希望・ロマンに溢れていた21世紀

年が明け、2017年がスタートし、早くも第二の10年へと21世紀は前進している。

21世紀・・・

かつて、この世紀の到来、未来に広々と夢を広げたロマンあふれた人たちが大勢いた。

漫画の神様手塚治虫の「鉄腕アトム」は2004年を舞台にしている。

手塚治虫が描いた21世紀には車が空を飛び、アトムのようなロボットが開発されていた。

また、少し時代は過ぎるが、2112年、22世紀にはドラえもんが開発されている。

藤子不二雄もまた、21世紀、22世紀へと未来にあらゆる希望を膨らませていていた。

中でも、た山崎貴の「ALWAYS 三丁目の夕日」では作家を目指している少年古行淳之介(須賀健太)がノートにオリジナルの小説を執筆した。

その内容と言うのは、21世紀が描かれており、その21世紀には車が空を飛び高層ビルが立ち並んでいる光景であった。

この、三丁目の夕日が制作されたのは2005年のこと。

既に21世紀から4年の時が過ぎていた。

その中において、あえて山崎貴監督を筆頭とする制作陣はこの内容を映画の中で描いている。

ALWAYS三丁目の夕日が舞台となったのは、昭和30年代である。

戦後から約十数年が経過し、人も街も復興を遂げ、希望の未来に向かって活力が漲っていた。

当時、“三種の神器”と言われた、テレビ、洗濯機、冷蔵庫が登場し「便利な世の中になったねえ」と喜び合っていた時代であった。
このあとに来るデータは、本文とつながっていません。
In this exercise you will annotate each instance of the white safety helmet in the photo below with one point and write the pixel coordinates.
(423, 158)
手塚治虫や藤子不二雄またALWAYSで描かれていた未来と言うのは、戦争を経ている。

戦争により、街は焦土と化し、食べるものもなく、物も何もかもが失われた時代であった。

神と信じた天皇は人間宣言を行い、アメリカからもたらされたのは民主主義と言う新たな価値観であった。

そうした何もかもが失われた中において、不死鳥の如く立ち上がったのが戦後の人々であった。
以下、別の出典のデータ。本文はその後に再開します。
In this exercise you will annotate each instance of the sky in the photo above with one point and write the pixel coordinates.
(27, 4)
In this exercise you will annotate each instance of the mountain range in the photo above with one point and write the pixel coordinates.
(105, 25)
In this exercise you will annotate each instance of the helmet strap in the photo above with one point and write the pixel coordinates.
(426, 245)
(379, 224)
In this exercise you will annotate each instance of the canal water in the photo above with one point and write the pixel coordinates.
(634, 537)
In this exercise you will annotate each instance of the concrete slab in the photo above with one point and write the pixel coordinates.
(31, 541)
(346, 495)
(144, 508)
その中において、こうした人々は21世紀に、未来に希望を見出していったのだと思う。

先人たちが夢見た21世紀は既に16年が経過した。

父親が最近購入した「アップルウォッチ」。

これもまた、この世代の男性と言うのは、腕時計型の通信機に憧れていた世代である。

スタートレック、ウルトラマン、ガッチャマンとあらゆるこの時代のSFものは大体腕時計での通信機が登場していたからだ。

Appleは見事にそれを実現するに至ったのである。

車は空を飛んではいないが、刻々と化学は発達し我々の生活は日に日に便利になっている。
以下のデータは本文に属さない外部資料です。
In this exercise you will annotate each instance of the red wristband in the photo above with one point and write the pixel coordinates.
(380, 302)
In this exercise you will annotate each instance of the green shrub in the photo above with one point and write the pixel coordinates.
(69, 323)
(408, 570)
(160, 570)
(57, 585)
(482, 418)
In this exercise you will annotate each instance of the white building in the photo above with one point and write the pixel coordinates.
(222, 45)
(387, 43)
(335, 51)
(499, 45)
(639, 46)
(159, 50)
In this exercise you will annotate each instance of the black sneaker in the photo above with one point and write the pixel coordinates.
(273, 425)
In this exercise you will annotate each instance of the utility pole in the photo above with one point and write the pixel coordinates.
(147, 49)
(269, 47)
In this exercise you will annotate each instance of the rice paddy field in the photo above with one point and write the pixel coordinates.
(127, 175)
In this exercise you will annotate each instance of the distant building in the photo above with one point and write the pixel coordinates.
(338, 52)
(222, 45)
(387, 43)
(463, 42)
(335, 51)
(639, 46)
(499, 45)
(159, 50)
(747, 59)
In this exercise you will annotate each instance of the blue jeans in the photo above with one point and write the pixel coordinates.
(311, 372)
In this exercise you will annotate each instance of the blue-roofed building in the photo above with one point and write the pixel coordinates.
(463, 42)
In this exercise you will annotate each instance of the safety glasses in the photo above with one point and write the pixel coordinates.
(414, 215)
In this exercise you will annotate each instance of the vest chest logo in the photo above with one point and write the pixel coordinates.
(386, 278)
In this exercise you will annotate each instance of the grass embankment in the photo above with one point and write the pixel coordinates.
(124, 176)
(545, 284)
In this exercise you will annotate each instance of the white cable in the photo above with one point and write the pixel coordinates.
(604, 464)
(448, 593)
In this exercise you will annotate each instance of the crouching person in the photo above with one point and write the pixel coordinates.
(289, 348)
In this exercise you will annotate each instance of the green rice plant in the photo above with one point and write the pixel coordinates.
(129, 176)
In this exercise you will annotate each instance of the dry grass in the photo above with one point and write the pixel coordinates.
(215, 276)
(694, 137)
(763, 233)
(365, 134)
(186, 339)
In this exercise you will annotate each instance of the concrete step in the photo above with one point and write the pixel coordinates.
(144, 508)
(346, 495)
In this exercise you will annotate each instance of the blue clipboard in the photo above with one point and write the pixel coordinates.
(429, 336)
昨今「AI機能」なども話題となっているが、映画やSFの世界での話であったロボットも登場しようとしている世の中である。

しかし、果たして我々は先人たちのように未来に対して希望を抱いているだろうか、次、来るべき22世紀にロマンを持っているだろうか。

そのことを改めて考えざるを得ない。

東洋の箴言に「心は画師の如し」とある。

さらに「未来の結果を知りたければ現在の原因を見なさい」ともある。

されば、未来は我々の心に描く希望、ロマン、そして現在の行動によって開かれていくものと言う意味だ。

21世紀に夢を描いた先人たちの心を思い起こしつつ、未来に向かって希望をもって一歩一歩前進して参りたい。